Кажется, тут не одна рыба, а множество — целый невод опростали на пол, — и все норовят ухватить и укусить нас за ноги.
Кухарка подступает к распростертой рыбе, как палач. Блестят мокрые чешуйки. Хая берет рыбину за скользкий хвост. Шмякает на влажную доску. Вспарывает ножом толстое брюхо.
Выползают сгустки крови. Рыбина мигом сдувается. Хая безжалостно рассекает ее на куски. Сдирает шкуру и снимает с костей мякоть. А потом рыба заново наполняется рубленым луком и размоченным хлебом. Нафаршированные и сбрызнутые водой куски выглядят почти как живая плоть. Чуть не сами собой они прыгают в медный котелок и долго томятся на огне, пока не станут охристо-красными. Пряный аромат щекочет ноздри — это первое предвестие Шабата.
Никто не сидит на месте. Братья с ребе торопятся в баню. Саша носится по столовой, роется в посудных шкафах, шпыняет замешкавшегося братишку.
— Хватит наливаться чаем! Мне надо начистить самовар. Ты что, забыл наступает Шабат!

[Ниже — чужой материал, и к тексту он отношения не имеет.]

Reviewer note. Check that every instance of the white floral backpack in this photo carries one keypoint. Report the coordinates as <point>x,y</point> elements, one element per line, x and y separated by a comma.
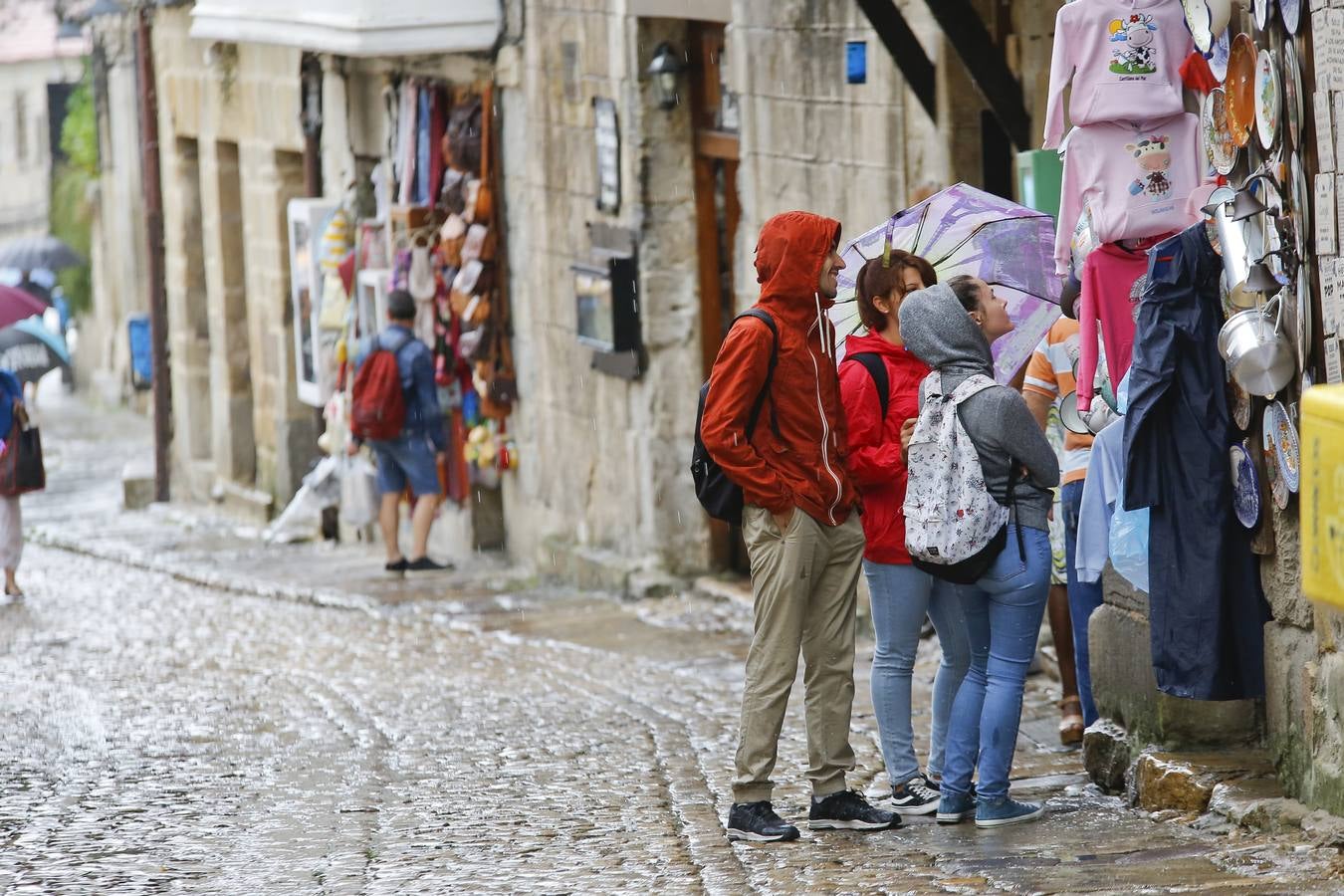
<point>955,528</point>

— Ну и что? Стакан чаю выпить не дает! Новый пророк объявился!
Саша служит в доме столько лет, что приучилась строго соблюдать правила кошерности и к Шабату относится с таким же благоговением, как к своему воскресенью.

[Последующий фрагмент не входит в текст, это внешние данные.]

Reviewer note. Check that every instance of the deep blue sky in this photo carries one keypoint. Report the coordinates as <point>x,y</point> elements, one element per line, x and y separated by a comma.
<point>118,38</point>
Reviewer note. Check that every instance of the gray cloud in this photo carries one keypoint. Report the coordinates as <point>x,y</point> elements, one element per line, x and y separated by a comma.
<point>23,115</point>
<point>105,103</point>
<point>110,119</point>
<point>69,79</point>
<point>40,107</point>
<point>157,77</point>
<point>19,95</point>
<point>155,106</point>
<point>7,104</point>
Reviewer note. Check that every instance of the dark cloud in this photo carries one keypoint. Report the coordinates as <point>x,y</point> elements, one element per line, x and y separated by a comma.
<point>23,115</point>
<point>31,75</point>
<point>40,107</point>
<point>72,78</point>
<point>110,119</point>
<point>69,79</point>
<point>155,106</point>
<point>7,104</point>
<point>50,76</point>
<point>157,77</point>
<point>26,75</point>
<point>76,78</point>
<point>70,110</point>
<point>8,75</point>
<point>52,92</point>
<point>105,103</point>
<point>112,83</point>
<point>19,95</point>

Ни слова не говоря, она поворачивается спиной к братишке, хватает длинный поднос с самоваром и подставленной под кран миской, вырывает из рук мальчика сахарницу и ложку. Нагруженная, как осел, тащит все это на кухню чистить и драить до блеска.
Навстречу ей, тяжело переступая грузными ногами, топает Хая. Обеими руками она держит огромную доску, как будто отодрала кусок пола! На посыпанной мукой поверхности красуются две или три золотистые халы. Рядом разложены хлебцы попроще с поджаристыми змейками вдоль верхней корочки.
На самом краю доски еле держится маленькая халочка, сплетенная специально для меня из остатков теста. Все только что из печки, лоснится румяными, как раскрасневшиеся на солнце щечки, боками.
Кухарка оглядывает их с гордостью. Жаль из рук выпускать.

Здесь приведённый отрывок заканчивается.